Tung Fang Design University
- Type: Private
- Established: January 1966 (as Private Tung Fang Junior College of Industry and Arts) 2010 (as Tung Fang Design Institute) 2017 (as Tung Fang Design University)
- President: Yeh Ron-chuen
- Students: 2,857
- Location: Hunei, Kaohsiung, Taiwan 22°52′47.5″N 120°14′49″E﻿ / ﻿22.879861°N 120.24694°E
- Website: Official website (in Chinese)

= Tung Fang Design University =

University in Hunei, Kaohsiung, Taiwan

Tung Fang Design University (東方設計大學 (Tang-hong Siat-kè Tāi-ha̍k)) is a university located in Hunei District, Kaohsiung, Taiwan.
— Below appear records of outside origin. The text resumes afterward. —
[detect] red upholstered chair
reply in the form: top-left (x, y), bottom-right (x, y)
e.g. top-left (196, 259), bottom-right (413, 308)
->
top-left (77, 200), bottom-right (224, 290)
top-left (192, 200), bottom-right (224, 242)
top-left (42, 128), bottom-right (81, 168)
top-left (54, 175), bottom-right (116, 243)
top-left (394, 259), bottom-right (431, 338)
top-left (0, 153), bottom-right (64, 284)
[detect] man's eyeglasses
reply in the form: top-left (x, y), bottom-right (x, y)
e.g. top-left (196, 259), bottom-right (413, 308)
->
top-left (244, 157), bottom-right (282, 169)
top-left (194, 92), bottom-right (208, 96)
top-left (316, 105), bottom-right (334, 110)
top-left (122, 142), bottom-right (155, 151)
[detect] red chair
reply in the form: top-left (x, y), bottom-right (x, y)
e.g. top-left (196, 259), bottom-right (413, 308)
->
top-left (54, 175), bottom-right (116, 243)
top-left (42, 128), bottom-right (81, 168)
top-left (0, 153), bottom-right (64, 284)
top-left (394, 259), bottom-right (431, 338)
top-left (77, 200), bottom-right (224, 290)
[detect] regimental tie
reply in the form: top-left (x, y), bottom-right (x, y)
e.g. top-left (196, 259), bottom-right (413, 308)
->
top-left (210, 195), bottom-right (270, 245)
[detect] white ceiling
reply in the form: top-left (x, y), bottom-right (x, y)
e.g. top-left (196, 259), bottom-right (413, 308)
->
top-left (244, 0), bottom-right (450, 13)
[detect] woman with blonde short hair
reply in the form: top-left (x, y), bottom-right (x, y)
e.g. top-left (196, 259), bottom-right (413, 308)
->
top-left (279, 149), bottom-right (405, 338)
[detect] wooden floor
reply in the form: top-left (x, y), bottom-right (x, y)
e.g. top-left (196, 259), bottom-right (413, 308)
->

The university offers undergraduate programs in Visual communication design, Industrial design, Fashion design, Digital Media design, and Creative design management.

==History==
TF was originally established in January 1966 as Private Tung Fang Junior College of Industry and Arts. In July 1969, the junior college was renamed to Tung Fang Junior College of Industry. In October 1990, the junior college was again renamed to Tung Fang Junior College of Industry and Commerce. In August 2002, the junior college was upgraded to Tung Fang Institute of Technology and in 2010 to Tung Fang Design Institute. In 2020, the university had an enrollment rate of less than 60%. On 31 May 2024, Taiwan's Ministry of Education finalized the closure of Tung Fang Design University, to take effect in July.

==Faculties==
- School of Arts and Design
- School of Engineering
- School of Business and Management

==Notable alumni==
- Sung Chi-li, cult leader and geomancer

==Transportation==
The university is accessible West from Dahu Station of Taiwan Railway.